How is psoriasis treated?
There are many treatments for psoriasis. Your healthcare provider will select a treatment plan depending on the seriousness of the rash, where it is on your body, your age, health, and other factors. For a limited disease affecting only few areas on the skin, topical creams or ointments may be all that is needed. When larger areas are involved, or joint pain indicating arthritis is suspected, additional therapy may be needed.
Common treatments include:
- Steroid creams
- Moisturizers (to relieve dry skin)
- Anthralin (a medicine that slows skin cell production)
- Coal tar (common for scalp psoriasis; may also be used with light therapy for severe cases; available in lotions, shampoos and bath solutions)
- Vitamin D3 ointment
- Vitamin A or “retinoid” creams
Treatment for severe cases:
- Light therapy (ultraviolet light at specific wavelengths decreases inflammation in the skin and helps to slow the production of skin cells)
- PUVA (treatment that combines a medicine called "psoralen" with exposure to a special form of ultraviolet light)

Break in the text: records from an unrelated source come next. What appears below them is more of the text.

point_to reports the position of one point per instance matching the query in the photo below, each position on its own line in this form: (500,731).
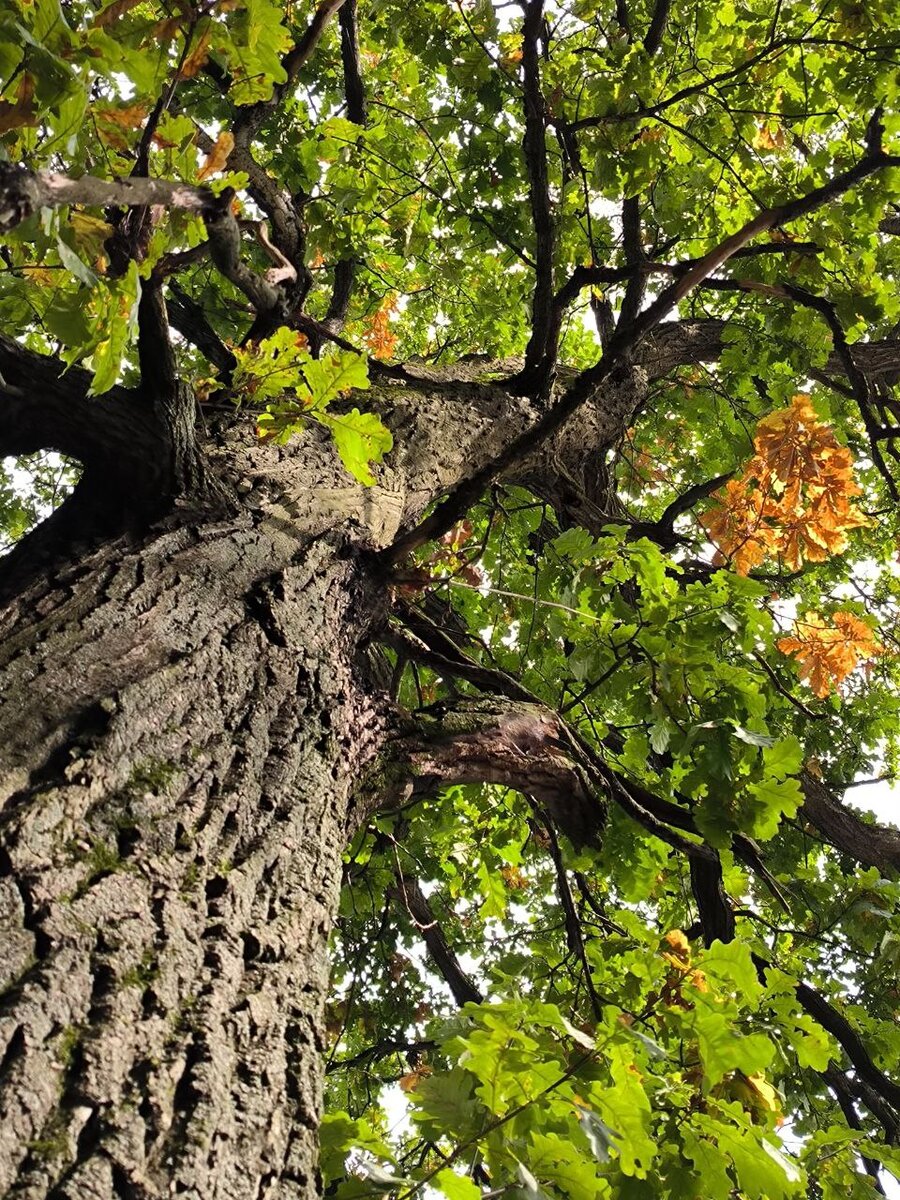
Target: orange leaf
(378,335)
(21,112)
(114,11)
(217,157)
(828,653)
(129,118)
(793,497)
(197,58)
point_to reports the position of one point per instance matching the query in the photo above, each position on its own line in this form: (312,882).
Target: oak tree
(450,509)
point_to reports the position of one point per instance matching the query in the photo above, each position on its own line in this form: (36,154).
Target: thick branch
(515,744)
(874,845)
(24,191)
(537,366)
(412,898)
(688,342)
(627,340)
(45,406)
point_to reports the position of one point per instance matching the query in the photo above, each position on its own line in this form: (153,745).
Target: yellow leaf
(197,58)
(828,653)
(114,11)
(793,499)
(217,157)
(131,117)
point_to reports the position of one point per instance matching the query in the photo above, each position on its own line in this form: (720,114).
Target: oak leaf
(378,336)
(217,157)
(828,653)
(793,498)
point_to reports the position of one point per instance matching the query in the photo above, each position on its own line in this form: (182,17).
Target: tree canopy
(658,954)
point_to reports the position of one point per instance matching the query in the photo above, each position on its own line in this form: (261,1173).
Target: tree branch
(355,99)
(413,900)
(540,355)
(625,341)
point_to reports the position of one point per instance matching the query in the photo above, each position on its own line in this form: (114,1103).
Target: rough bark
(184,724)
(186,711)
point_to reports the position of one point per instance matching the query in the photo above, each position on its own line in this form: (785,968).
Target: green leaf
(456,1187)
(361,439)
(329,377)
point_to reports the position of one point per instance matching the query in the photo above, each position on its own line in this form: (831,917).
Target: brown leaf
(217,157)
(131,117)
(197,58)
(13,115)
(113,12)
(828,653)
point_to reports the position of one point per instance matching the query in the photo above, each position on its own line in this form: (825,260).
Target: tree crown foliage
(697,996)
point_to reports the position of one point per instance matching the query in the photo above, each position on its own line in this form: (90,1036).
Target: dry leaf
(793,499)
(197,58)
(378,336)
(828,653)
(21,112)
(114,11)
(129,118)
(217,157)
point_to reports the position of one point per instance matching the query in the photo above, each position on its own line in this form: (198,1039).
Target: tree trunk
(187,708)
(184,719)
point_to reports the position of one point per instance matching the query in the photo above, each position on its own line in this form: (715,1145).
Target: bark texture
(183,729)
(186,709)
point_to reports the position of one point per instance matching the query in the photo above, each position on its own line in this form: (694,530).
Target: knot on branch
(19,195)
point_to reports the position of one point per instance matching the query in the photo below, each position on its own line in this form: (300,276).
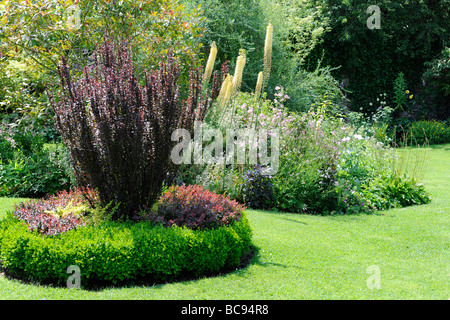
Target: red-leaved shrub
(197,208)
(118,127)
(41,214)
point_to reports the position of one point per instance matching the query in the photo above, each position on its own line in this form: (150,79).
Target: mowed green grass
(315,257)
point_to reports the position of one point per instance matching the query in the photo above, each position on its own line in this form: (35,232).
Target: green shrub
(121,253)
(433,131)
(29,169)
(393,191)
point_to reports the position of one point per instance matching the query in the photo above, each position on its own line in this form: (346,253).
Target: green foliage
(432,131)
(298,26)
(371,60)
(121,253)
(385,193)
(438,72)
(47,30)
(29,169)
(22,98)
(257,189)
(400,97)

- Methotrexate (a medicine taken by the mouth; methotrexate can cause liver disease, so its use is limited to severe cases and is carefully watched with blood tests and sometimes liver biopsies)

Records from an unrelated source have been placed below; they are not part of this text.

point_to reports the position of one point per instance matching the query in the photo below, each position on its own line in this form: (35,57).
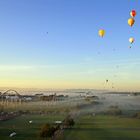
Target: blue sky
(55,44)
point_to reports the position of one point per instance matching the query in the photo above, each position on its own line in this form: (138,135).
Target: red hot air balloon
(133,13)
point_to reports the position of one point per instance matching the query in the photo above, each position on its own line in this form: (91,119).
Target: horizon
(55,45)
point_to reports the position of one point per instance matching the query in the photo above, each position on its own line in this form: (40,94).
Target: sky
(55,44)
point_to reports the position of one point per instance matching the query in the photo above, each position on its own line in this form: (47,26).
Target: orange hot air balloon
(131,21)
(101,32)
(133,13)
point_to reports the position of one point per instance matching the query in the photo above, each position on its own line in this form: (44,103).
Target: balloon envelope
(133,13)
(131,21)
(131,40)
(101,33)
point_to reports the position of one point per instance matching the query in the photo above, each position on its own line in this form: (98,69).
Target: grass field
(87,127)
(24,130)
(104,128)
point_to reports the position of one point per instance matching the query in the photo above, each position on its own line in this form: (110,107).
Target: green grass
(87,127)
(24,130)
(104,128)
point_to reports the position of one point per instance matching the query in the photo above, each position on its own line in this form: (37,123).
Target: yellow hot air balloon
(131,21)
(131,40)
(101,33)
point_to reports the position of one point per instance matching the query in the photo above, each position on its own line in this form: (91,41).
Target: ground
(88,127)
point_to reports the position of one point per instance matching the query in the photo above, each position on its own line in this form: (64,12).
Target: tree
(68,122)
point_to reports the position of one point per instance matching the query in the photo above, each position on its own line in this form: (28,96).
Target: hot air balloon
(133,13)
(131,21)
(101,33)
(131,40)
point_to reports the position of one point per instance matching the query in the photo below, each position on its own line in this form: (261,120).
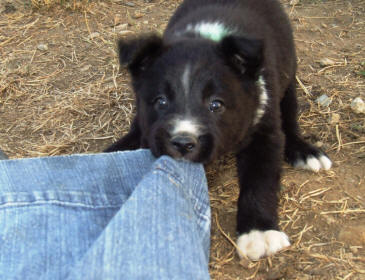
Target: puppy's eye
(216,106)
(161,103)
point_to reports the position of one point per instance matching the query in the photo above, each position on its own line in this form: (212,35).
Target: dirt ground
(61,92)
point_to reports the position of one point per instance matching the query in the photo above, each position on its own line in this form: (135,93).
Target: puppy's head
(196,98)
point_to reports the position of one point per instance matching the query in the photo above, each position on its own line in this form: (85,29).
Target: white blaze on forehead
(263,100)
(185,126)
(185,79)
(214,31)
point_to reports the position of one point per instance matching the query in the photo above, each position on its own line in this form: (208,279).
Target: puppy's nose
(184,143)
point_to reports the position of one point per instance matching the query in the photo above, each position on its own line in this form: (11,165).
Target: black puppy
(222,78)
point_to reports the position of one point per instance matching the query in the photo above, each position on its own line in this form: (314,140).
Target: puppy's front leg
(130,141)
(259,167)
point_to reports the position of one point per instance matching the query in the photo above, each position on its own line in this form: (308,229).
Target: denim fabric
(120,215)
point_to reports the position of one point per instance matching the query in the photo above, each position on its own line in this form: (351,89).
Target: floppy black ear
(136,53)
(243,54)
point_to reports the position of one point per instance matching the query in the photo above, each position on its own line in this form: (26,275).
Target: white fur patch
(214,31)
(185,79)
(263,100)
(257,244)
(185,126)
(314,164)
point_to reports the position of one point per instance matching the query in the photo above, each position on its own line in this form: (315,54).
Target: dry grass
(70,98)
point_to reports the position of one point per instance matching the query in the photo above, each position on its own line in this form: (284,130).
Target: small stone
(335,118)
(130,4)
(324,100)
(121,27)
(358,106)
(353,235)
(125,32)
(86,68)
(94,35)
(354,249)
(42,47)
(326,62)
(137,15)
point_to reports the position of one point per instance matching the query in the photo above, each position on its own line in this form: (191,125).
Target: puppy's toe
(257,244)
(314,163)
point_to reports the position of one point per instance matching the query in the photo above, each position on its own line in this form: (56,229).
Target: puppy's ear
(136,53)
(243,54)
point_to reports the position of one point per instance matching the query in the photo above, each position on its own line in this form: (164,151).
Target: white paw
(257,244)
(315,164)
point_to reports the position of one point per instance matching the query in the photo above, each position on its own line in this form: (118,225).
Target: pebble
(324,100)
(326,62)
(358,105)
(130,4)
(94,35)
(353,235)
(42,47)
(125,32)
(121,27)
(137,15)
(294,2)
(335,118)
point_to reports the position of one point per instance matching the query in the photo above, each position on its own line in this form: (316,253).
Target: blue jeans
(122,215)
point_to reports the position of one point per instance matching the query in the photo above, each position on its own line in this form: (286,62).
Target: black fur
(223,96)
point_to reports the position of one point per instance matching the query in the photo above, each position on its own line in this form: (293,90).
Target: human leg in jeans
(107,216)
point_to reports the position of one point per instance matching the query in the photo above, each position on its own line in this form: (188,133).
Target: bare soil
(61,92)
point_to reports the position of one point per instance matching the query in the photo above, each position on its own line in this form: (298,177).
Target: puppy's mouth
(184,146)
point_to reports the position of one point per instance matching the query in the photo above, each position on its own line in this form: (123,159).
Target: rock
(42,47)
(358,106)
(335,118)
(130,4)
(326,62)
(121,27)
(94,35)
(125,32)
(353,235)
(137,15)
(324,100)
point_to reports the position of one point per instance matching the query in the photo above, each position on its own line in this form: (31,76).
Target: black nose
(184,143)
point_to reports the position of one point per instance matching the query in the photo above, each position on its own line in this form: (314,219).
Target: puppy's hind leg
(299,153)
(258,168)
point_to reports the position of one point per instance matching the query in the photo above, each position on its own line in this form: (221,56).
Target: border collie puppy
(222,78)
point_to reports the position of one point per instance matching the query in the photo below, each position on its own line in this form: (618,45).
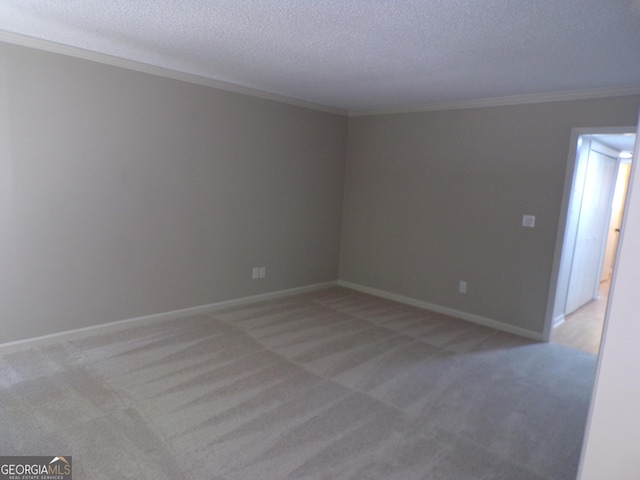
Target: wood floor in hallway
(582,329)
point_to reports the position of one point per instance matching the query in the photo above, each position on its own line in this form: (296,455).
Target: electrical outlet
(529,221)
(258,273)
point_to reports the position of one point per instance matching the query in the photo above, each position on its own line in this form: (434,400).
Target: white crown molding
(49,46)
(508,100)
(53,47)
(469,317)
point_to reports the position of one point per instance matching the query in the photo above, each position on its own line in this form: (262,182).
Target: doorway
(597,195)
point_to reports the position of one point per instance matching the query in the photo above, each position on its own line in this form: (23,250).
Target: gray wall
(436,197)
(125,194)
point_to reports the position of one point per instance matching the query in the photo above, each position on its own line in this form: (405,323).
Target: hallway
(582,329)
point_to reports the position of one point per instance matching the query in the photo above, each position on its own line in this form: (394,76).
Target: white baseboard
(559,320)
(149,319)
(470,317)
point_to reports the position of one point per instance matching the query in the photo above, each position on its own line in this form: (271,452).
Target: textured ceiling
(359,55)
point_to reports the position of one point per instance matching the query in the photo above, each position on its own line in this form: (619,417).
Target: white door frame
(562,223)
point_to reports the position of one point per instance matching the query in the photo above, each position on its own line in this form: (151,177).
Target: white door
(593,222)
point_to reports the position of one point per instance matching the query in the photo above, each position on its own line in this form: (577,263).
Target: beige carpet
(329,385)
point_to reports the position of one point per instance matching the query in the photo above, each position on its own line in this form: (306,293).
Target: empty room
(285,240)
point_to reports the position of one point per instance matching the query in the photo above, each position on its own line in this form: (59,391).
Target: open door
(593,191)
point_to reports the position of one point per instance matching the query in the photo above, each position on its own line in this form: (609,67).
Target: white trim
(559,320)
(157,317)
(470,317)
(53,47)
(509,100)
(49,46)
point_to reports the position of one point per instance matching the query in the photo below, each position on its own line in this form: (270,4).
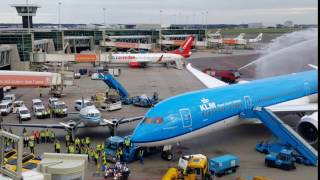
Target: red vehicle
(229,76)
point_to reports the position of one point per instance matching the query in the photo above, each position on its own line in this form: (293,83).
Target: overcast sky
(269,12)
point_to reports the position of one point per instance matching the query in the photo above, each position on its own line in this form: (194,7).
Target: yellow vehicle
(9,155)
(29,161)
(191,167)
(254,178)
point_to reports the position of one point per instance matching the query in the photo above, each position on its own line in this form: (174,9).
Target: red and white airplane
(239,40)
(141,59)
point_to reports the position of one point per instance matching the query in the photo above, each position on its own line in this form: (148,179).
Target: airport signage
(15,80)
(83,58)
(126,45)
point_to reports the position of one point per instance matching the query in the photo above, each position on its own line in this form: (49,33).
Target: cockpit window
(157,120)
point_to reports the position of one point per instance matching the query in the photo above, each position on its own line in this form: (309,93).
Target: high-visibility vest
(141,153)
(31,143)
(58,146)
(71,149)
(98,147)
(127,142)
(52,134)
(47,134)
(87,140)
(77,141)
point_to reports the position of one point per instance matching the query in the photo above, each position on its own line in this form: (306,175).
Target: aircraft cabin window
(157,120)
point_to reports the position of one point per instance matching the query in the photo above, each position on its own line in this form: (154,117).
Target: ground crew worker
(96,157)
(127,144)
(104,158)
(57,147)
(43,136)
(25,135)
(52,134)
(119,153)
(47,113)
(37,136)
(77,143)
(141,152)
(98,148)
(47,136)
(31,145)
(26,140)
(89,151)
(67,138)
(24,131)
(87,141)
(83,142)
(71,149)
(102,147)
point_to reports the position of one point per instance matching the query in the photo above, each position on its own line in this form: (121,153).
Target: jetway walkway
(114,84)
(286,134)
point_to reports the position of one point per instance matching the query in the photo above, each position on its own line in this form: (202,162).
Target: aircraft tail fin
(82,104)
(259,37)
(185,49)
(241,36)
(313,66)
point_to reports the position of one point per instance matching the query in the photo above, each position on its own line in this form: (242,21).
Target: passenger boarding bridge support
(16,140)
(4,55)
(286,134)
(79,43)
(44,45)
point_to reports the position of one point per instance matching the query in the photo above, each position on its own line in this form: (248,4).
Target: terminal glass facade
(23,42)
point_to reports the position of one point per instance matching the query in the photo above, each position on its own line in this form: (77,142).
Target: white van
(9,97)
(52,100)
(37,102)
(78,104)
(24,114)
(6,107)
(17,105)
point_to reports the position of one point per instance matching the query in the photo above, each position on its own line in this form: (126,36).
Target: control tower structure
(26,11)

- Retinoids (a special form of Vitamin A-related drugs, retinoids can cause serious side effects, including birth defects)
- Cyclosporine (a very effective capsule reserved for severe psoriasis because it can cause high blood pressure and damage to kidneys).
Newer drugs for treating psoriasis include injectable immune “biologic” therapies as well as small molecule immune modulating pills. They work by blocking the body's immune system from "kick-starting" an autoimmune disease such as psoriasis.